It immediately helped her graduate on the game's food chain from a measly shrimp to the ominous nickname of "Piranha," conjuring up the nasty image of a small fish with a sharp bite that devours everything in its path and right to the bone.
Kostanian absolutely loves the sound of it, the idea of it.
"It's pretty cool," she says with another giggle.
The second of two daughters, Kostanian was born in the capital and largest city of Armenia called Yerevan, but moved to Los Angeles when she was just a year old. When she was 10, her parents, Hrair and Alvard, moved yet again, this time to Albuquerque, N.M., where her father, a serious pool player himself, and relatives opened up a pool room together.
"My dad is very strong bar-table player, probably the best in Albuquerque, will offer people the last three, or four, or even five until he gets a (money) game," she says. "He started teaching me how to play when he saw I had some natural talent.
"What's amazing about my dad is, he has such a great stroke, uses a lot of English but still controls the cue ball so well.
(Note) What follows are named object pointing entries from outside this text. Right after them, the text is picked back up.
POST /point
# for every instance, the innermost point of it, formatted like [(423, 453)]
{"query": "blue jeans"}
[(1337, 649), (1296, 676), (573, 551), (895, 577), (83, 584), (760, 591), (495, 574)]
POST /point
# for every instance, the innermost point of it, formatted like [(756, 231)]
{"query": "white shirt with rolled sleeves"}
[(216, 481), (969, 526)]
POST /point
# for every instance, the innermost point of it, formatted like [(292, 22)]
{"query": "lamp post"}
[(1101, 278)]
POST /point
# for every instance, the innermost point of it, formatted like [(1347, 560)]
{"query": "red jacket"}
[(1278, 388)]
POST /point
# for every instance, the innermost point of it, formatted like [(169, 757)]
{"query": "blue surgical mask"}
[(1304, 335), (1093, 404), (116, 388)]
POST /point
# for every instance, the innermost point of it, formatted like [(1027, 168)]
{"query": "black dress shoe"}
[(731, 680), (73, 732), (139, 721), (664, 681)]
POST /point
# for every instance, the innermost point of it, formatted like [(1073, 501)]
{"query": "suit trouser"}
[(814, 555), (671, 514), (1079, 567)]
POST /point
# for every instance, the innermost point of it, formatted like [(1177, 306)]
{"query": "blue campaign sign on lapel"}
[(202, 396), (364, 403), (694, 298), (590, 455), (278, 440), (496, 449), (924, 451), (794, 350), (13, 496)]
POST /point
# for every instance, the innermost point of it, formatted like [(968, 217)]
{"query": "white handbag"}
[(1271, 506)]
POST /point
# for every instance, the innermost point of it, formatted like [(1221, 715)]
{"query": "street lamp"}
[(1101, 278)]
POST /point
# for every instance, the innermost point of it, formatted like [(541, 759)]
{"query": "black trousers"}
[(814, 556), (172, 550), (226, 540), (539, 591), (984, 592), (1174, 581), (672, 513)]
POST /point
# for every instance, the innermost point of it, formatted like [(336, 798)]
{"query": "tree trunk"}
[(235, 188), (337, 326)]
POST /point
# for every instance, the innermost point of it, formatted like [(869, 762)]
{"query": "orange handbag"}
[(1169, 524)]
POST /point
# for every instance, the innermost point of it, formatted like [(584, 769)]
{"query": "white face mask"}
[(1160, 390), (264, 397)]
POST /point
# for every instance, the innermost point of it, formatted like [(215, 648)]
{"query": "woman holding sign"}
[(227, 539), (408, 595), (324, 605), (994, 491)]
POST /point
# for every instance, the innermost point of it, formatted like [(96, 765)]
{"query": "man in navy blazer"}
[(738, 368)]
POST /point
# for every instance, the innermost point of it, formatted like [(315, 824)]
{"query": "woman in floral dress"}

I mean, he can play five-rail shape on balls - it's crazy. And he pushed me to do the same thing, had me practice four-rail shape with a lot of English when I was little. But I didn't have the strength to hit it that hard and I'd get so frustrated. He'd have me shoot it 50 times until I finally said to him, 'Dad, I can't do it … I can't do it.' And he'd let me stop."
She admits that she's always been a Daddy's Girl, and like her dad - but totally unlike her mom and older sister Izolda - she's insanely, if not uncontrollably competitive.
"Not just at pool," she adds. "At bowling. At racquetball. At poker. At everything."
At 13, Kostanian was already the talk of the Hunter Classic Tour by placing seventh at one of the stops, and just two years later she won her first WPBA qualifier, before twice capturing the Junior Nationals.
"I always felt a little behind everybody else, until I won a couple of Hunter Tour stops in a row," she says. "Then I remember thinking to myself, 'Hmm, I think I can beat these girls.'"
And now, having toppled the likes of the Duchess of Doom and the Black Widow, she's beginning to feel the same about the pros, even the toughest of ones.
"She's not afraid to play the top players - that's for sure," says Gerda Hofstatter. "As sweet a girl as she is, no matter who she's playing, she definitely has an attitude - she's even a bit grumpy - when she's at the table."
Jeanette Lee, who's been on the receiving end of that I-don't-care-who-I'm-playing 'tude, says, "I've seen her strong game and it's very strong, and I've learned that if you give Anna the opportunity, she will rip your throat out. She plays an aggressive, smart game, like someone who's been around for a long time, and has so much composure for someone so young. A lot of these young girls stroke fast, rush around the table, have all these extra mannerisms, while Anna has a nice, calm confidence about her."
Jennifer Barretta remembers being utterly startled at the way Kostanian just "fired" at her the first time they played each other, went ahead 5-0 before Barretta realized what hit her. "Anna is so small that it was hard to believe that she could get the cue ball around the table the way she did," she recalls. "Despite her size, she has a lot of power in her stroke." Barretta remembers another WPBA event, in Peoria, Ill., when Kostanian stunningly closed out the set on her by never missing a ball the final four games. "She's so tough and determined, with no quit in her," Barretta says. "I could see a lot of myself in her - that intensity of where it's all about pool. She's not at these tournaments to make friends. She's not there to have a good time. She's there to win."